One day, I hope you explain why this matters so much to you that you persist as you do? What motivates you to such an extent, that you dedicate so much of your time to refuting LENR?
Not refuting LENR, but searching truth, which eventually is the same.
QuoteAt first it was only Rossi's early years at the UOB, which was understandable, but now you are taking on FP's, and that makes me curious.
As already said (1), between the Ecat affair and the F&P activity there is a strong analogy and many points of contact.
One of the most interesting was provided by Huw Price in his two essays on cold fusion (2-3), in which he seems to draw a line connecting the two most famous CF/LENR initiatives (2):
"The latter [LENR] was popularised in 1989 by Martin Fleischmann and Stanley Pons, who claimed to have found evidence that such processes could take place in palladium loaded with deuterium (an isotope of hydrogen). A few other physicists, including the late Sergio Focardi at Bologna, claimed similar effects with nickel and ordinary hydrogen. But most were highly skeptical, and the field subsequently gained, as Wikipedia puts it, ‘a reputation as pathological science’."
He refutes the definition of "pathological science" and urge people to look at the evidence (2):
"Again, there’s a sociological explanation why few people are willing to look at the evidence. They put their reputations at risk by doing so. Cold fusion is tainted, and the taint is contagious – anyone seen to take it seriously risks contamination. So the subject is stuck in a place that is largely inaccessible to reason – a reputation trap, we might call it. People outside the trap won’t go near it, for fear of falling in."
I looked at the available evidences and found wet steam or liquid water instead of dry steam (in the Ecat tests) and foam instead of boiling liquid (in the F&P experiments). It would seem the real contagious attitude in the CF field is to mislead people.
Now is the turn of HP to look more carefully at the evidences. His bet is going to expire and he should inform his Aeon readers about its outcome, publishing a new essay to complete his CF trilogy. As a philosopher of physics, he is in the right position to provide a socio-psychological explanation why some glass tubes full of foam have been able to produce tons of paper along three decades, with a cost of hundreds of millions of public and private money.
I hope that he has been duly informed about this discussion, so that he can write his piece being aware of the "foam issue".
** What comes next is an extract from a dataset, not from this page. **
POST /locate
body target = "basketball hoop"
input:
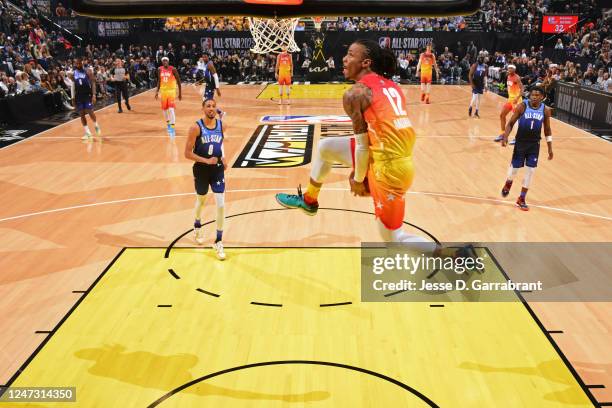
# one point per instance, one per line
(270, 34)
QuoteNot complaining, as we all here have passions that engulf us with little reason. However, my guess is you do have a reason.
Well, we all have plenty of serious reasons. Just to remain on the same track, the Centre for the Study of Existential Risk at the University of Cambridge welcomes the visitors with this sentence:
From: https://www.cser.ac.uk/
We are dedicated to the study and mitigation of risks that could lead to human extinction or civilisational collapse Working together to safeguard humanity We are an interdisciplinary research centre within the University of Cambridge who study existential risks, develop collaborative strategies to reduce them, and foster a global community of academics, technologists and policy-makers working to safeguard humanity. Our research focuses on biological risks, environmental risks, risks from artificial intelligence, and how to manage extreme technological risk in general. |
Well, the author of (2) and (3) is one of its three co-founders (4).